Nas semanas seguintes ao pedido de recuperação judicial da companhia, Light (LIGT3), Marisa (AMAR3) e CVC Brasil (CVCB3) contrataram assessores financeiros para reestruturar suas dívidas.

A Oi (OIBR3) ganhou uma liminar que suspende temporariamente suas obrigações e sinalizou novo pedido de recuperação judicial, enquanto a agência de classificação de risco S&P Global Ratings avisou que a Gol (GOLL4) pode aprovar uma reestruturação que equivaleria a um default.

Haverá um “aperto de crédito razoável” após os eventos recentes, disse André Jakurski, sócio-fundador da JGP Asset Management. As empresas estão pagando 25%, 30% de juros e “vão quebrar aos borbotões”, disse Jakurski disse em evento do BTG Pactual (BPAC11) nesta quarta-feira (15).

A Vista Capital, que gere o fundo multimercado de melhor desempenho no Brasil nos últimos três anos, aconselha cautela e diz que as sementes de uma crise de crédito foram germinadas no país nos últimos anos.

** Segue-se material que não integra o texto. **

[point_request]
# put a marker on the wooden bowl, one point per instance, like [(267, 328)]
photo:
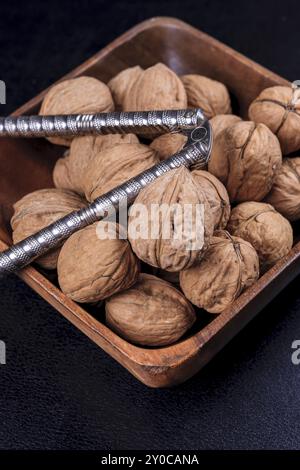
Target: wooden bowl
[(26, 165)]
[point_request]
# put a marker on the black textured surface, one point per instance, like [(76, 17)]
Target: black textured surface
[(60, 391)]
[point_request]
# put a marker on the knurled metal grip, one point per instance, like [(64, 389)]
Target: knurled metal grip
[(136, 122), (197, 151)]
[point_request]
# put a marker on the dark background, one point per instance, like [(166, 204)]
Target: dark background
[(60, 391)]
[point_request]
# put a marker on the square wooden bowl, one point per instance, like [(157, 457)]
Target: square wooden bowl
[(26, 165)]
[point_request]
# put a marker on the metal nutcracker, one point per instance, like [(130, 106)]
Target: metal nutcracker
[(190, 122)]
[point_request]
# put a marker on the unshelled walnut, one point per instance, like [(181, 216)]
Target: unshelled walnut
[(209, 95), (246, 158), (41, 208), (151, 313), (93, 267), (229, 266), (278, 107), (170, 222), (216, 195), (115, 165), (168, 144), (222, 121), (262, 226), (69, 170), (61, 174), (157, 87), (84, 95), (121, 84), (285, 192)]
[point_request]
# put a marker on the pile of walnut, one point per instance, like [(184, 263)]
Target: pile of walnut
[(249, 194)]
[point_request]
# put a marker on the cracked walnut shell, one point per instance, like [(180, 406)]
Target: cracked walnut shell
[(82, 95), (91, 268), (278, 108), (209, 95), (157, 87), (229, 266), (151, 313), (246, 158), (170, 222), (41, 208), (262, 226), (285, 192)]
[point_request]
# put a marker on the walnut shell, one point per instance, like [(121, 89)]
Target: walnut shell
[(222, 121), (262, 226), (157, 87), (209, 95), (151, 313), (162, 236), (168, 144), (37, 210), (285, 193), (61, 174), (84, 95), (114, 166), (122, 82), (246, 158), (229, 266), (91, 269), (68, 171), (276, 108), (216, 195)]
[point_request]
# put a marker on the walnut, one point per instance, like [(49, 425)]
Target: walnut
[(151, 313), (68, 171), (168, 144), (37, 210), (209, 95), (122, 82), (229, 266), (170, 222), (91, 268), (278, 108), (285, 193), (246, 158), (61, 174), (216, 195), (262, 226), (158, 87), (114, 166), (84, 95), (222, 121), (172, 277)]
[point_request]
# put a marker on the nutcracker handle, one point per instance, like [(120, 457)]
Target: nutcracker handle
[(136, 122), (196, 152)]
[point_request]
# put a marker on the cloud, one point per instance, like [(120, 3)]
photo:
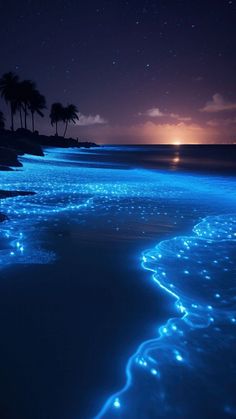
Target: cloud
[(153, 113), (221, 122), (156, 113), (88, 120), (218, 104), (179, 117), (151, 132)]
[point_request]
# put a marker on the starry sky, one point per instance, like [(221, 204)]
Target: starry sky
[(139, 71)]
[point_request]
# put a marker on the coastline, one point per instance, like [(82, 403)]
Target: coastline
[(21, 141)]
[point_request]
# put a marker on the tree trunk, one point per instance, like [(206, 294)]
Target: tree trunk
[(12, 118), (65, 129), (25, 109), (21, 122), (32, 117)]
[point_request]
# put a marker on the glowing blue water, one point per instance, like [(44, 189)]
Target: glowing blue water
[(188, 370)]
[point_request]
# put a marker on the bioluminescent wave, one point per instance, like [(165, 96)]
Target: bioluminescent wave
[(188, 367), (189, 370)]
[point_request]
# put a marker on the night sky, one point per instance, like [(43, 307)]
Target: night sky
[(139, 71)]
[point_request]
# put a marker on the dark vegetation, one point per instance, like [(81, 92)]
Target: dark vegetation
[(26, 102)]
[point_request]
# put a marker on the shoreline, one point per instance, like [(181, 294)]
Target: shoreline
[(21, 141)]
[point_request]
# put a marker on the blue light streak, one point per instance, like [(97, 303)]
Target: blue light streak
[(189, 268)]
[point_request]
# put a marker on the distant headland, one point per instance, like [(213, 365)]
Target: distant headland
[(26, 102)]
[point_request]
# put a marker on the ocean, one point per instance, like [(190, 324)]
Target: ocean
[(117, 291)]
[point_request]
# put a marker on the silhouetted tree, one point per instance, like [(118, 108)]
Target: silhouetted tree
[(8, 87), (27, 88), (70, 114), (37, 103), (56, 114), (2, 120)]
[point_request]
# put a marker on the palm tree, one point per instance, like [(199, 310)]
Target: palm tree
[(70, 115), (2, 121), (56, 114), (37, 103), (27, 88), (8, 86)]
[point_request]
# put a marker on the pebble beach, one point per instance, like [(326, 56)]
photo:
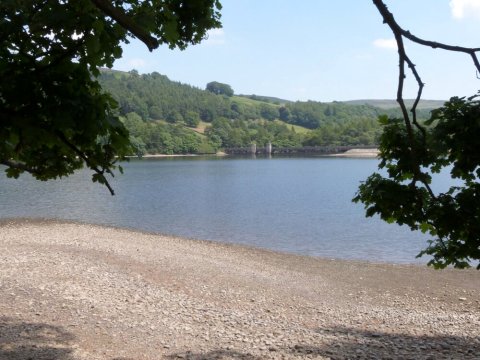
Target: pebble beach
[(77, 291)]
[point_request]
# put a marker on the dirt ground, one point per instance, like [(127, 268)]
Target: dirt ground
[(75, 291)]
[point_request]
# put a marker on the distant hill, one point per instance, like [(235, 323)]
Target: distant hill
[(165, 116), (267, 99), (391, 104)]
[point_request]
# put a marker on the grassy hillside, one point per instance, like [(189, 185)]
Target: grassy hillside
[(392, 104), (165, 116)]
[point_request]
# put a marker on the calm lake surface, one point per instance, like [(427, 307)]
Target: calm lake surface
[(297, 205)]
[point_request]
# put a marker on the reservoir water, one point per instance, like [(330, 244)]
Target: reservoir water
[(296, 205)]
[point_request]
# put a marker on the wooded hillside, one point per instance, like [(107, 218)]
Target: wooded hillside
[(169, 117)]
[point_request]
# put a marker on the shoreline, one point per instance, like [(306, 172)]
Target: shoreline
[(105, 293), (353, 153), (54, 221)]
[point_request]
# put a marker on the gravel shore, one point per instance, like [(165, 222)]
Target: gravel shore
[(74, 291)]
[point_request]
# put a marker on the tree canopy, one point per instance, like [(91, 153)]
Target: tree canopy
[(54, 115), (412, 153), (219, 88)]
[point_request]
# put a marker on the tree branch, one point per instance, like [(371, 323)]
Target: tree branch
[(19, 165), (82, 155), (127, 23)]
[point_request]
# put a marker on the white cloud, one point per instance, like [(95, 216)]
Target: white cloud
[(465, 8), (215, 37), (136, 63), (390, 44)]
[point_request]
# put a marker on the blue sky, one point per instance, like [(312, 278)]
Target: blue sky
[(323, 50)]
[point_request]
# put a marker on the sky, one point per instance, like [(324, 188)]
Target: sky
[(323, 50)]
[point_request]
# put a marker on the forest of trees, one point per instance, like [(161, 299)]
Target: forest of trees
[(168, 117)]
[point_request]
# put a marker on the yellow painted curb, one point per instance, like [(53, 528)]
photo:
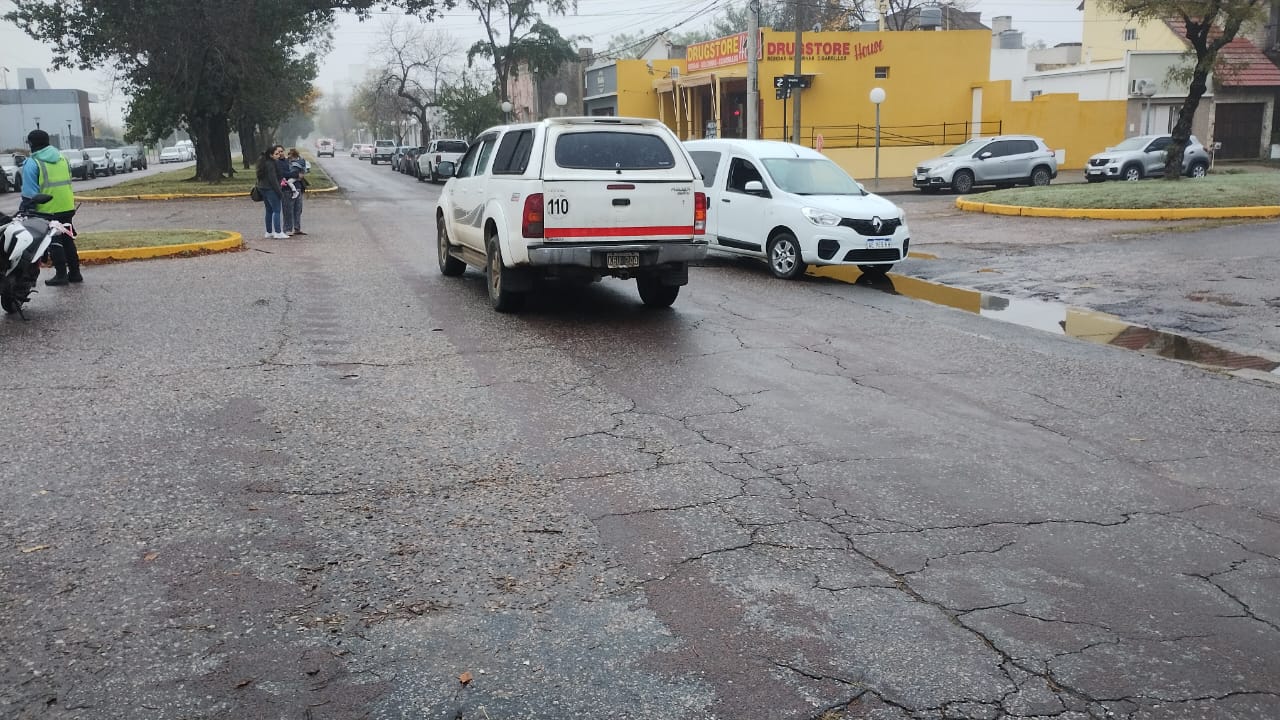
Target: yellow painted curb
[(232, 241), (1121, 214), (183, 196)]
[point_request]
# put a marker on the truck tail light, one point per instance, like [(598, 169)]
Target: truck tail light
[(531, 220)]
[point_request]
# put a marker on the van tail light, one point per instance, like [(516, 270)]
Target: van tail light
[(699, 213), (531, 220)]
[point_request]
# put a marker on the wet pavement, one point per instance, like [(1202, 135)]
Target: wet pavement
[(316, 479)]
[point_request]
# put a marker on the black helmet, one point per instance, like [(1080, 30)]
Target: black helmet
[(37, 139)]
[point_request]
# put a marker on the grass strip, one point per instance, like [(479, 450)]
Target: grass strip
[(1225, 190), (115, 240)]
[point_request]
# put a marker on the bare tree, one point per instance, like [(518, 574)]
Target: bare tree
[(415, 64), (515, 32), (1207, 26)]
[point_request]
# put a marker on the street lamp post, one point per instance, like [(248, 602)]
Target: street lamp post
[(877, 96)]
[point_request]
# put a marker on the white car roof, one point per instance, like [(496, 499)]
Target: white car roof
[(757, 147)]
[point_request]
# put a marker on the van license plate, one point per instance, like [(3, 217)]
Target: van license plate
[(622, 260)]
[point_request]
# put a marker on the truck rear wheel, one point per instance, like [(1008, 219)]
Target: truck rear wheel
[(502, 299), (654, 294)]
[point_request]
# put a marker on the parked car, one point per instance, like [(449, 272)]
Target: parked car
[(1143, 156), (792, 206), (135, 155), (438, 151), (10, 172), (383, 151), (1001, 160), (80, 163), (600, 196), (104, 163)]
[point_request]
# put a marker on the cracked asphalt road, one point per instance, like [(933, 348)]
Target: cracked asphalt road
[(315, 479)]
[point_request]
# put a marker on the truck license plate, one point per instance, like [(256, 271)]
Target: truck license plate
[(622, 260)]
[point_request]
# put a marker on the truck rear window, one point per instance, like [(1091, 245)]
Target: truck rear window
[(613, 151)]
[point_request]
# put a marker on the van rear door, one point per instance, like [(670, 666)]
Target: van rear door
[(616, 182)]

Agora, com crescimento econômico morno, inflação persistente, juros altos e confiança comprometida pelas revelações de suposta fraude na Americanas, essas sementes podem estar prestes a brotar.

“O resultado é um inevitável e importante aperto nos bancos, o que pode potencializar e acelerar um ciclo de crédito que já parecia desfavorável”, disse a Vista em carta aos investidores na semana passada. Isso significa “problemas não apenas para empresas insolventes, mas possivelmente também para empresas com problemas de liquidez”.

A Americanas entrou em recuperação judicial no mês passado depois de revelar um rombo de R$ 20 bilhões em seu balanço relacionado à forma como contabilizava o dinheiro devido aos fornecedores. Os títulos e ações da empresa despencaram, e os principais bancos do país correram para fazer provisões contra perdas.

Analistas e investidores como William Blair International, Stone Harbor Investment Partners e BI Asset Management classificaram os problemas da Americanas como isolados, não indicativos de questões mais amplas no mercado de crédito corporativo do Brasil, e pediram calma.

Eles foram amplamente ignorados, e agora os gestores de recursos demonstram uma aversão a deter dívida da maior economia da América Latina.

“O momento é de cautela”, disse Octavio de Lazari Junior, CEO do Bradesco (BBDC4), a analistas. “Temos ouvido dos nossos clientes que eles estão muito mais cautelosos.”

Com isso, as emissões domésticas caíram. As empresas brasileiras emitiram cerca de R$ 15,4 bilhões em dívida corporativa local neste ano, uma queda de 26% em relação ao mesmo período de 2022, segundo dados compilados pela Bloomberg.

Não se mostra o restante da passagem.